# What accomplishment are you most proud of?



## Gracie (Apr 26, 2014)

I asked about regrets...now it is time to ask about what you are most proud of that you have done in your lifetime. I know you probably have a lot, but try to minimalize it and share with us what makes you happy at what you did.


----------



## Billo_Really (Apr 26, 2014)

I'm more conscious about lying to myself.


----------



## R.C. Christian (Apr 26, 2014)

I banged a hawt Swedish chick in Stockholm once. I'm pretty proud of that.


----------



## earlycuyler (Apr 26, 2014)

Gracie said:


> I asked about regrets...now it is time to ask about what you are most proud of that you have done in your lifetime. I know you probably have a lot, but try to minimalize it and share with us what makes you happy at what you did.
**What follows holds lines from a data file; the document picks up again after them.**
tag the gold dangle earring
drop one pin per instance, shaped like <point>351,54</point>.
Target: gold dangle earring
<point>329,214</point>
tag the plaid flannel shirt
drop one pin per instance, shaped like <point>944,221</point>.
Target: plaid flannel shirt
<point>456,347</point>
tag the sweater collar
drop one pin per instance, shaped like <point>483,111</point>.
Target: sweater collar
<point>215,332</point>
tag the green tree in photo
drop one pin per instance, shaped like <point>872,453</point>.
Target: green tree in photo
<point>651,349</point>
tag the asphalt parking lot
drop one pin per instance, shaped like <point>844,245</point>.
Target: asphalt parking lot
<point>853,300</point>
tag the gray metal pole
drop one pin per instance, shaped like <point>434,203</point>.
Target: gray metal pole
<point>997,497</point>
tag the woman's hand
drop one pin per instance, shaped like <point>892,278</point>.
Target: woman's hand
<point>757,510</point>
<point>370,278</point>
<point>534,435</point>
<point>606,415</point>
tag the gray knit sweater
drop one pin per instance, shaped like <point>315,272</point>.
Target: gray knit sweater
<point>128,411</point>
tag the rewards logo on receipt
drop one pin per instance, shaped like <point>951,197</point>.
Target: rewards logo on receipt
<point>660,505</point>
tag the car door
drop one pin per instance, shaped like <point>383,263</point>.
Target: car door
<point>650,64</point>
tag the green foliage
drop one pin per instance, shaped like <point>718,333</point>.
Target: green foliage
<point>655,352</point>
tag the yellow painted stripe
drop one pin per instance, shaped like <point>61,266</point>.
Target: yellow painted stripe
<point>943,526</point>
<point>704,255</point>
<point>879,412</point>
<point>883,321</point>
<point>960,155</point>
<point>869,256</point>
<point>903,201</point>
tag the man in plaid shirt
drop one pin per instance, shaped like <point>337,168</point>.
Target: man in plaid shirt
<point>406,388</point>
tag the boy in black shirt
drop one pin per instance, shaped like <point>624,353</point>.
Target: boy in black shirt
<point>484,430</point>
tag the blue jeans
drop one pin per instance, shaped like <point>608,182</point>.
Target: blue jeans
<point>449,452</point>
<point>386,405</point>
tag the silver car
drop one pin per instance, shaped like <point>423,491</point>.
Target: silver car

My boys. Both will take the worst this world can throw at them, soak it up and spit it back at them. And my Daughter. Still tough, but will always see whats great before the ugly.  So my kids. I passex on My DNA. Mother fuckers beware.


----------



## earlycuyler (Apr 26, 2014)

R.C. Christian said:


> I banged a hawt Swedish chick in Stockholm once. I'm pretty proud of that.



Did it burn after you went pee ? Im still trying to figure out if thats bad or not.


----------



## Unkotare (Apr 26, 2014)

R.C. Christian said:


> I banged a hawt Swedish chick in Stockholm once. I'm pretty proud of that.




You're proud you managed to finish blowing up the doll before you passed out? Way to go, champ. What a dynamo.


----------



## Unkotare (Apr 26, 2014)

earlycuyler said:


> R.C. Christian said:
> 
> 
> > I banged a hawt Swedish chick in Stockholm once. I'm pretty proud of that.
> ...




And he's still trying to figure out what the Swedish man was doing behind him while he was trying to blow up the doll - and how to find someone to do it again. 




He's got issues......


----------



## earlycuyler (Apr 26, 2014)

Unkotare said:


> R.C. Christian said:
> 
> 
> > I banged a hawt Swedish chick in Stockholm once. I'm pretty proud of that.
> ...



Either way, what are you most proud of ?


----------



## Unkotare (Apr 26, 2014)

earlycuyler said:


> Unkotare said:
> 
> 
> > R.C. Christian said:
> ...





Most everyone is going to answer something about family, don't you think? There are a lot of petty and vain answers but yours touched on what's really important.


----------



## Vandalshandle (Apr 26, 2014)

Working my way through college without one dime of assistance from my parents or the government.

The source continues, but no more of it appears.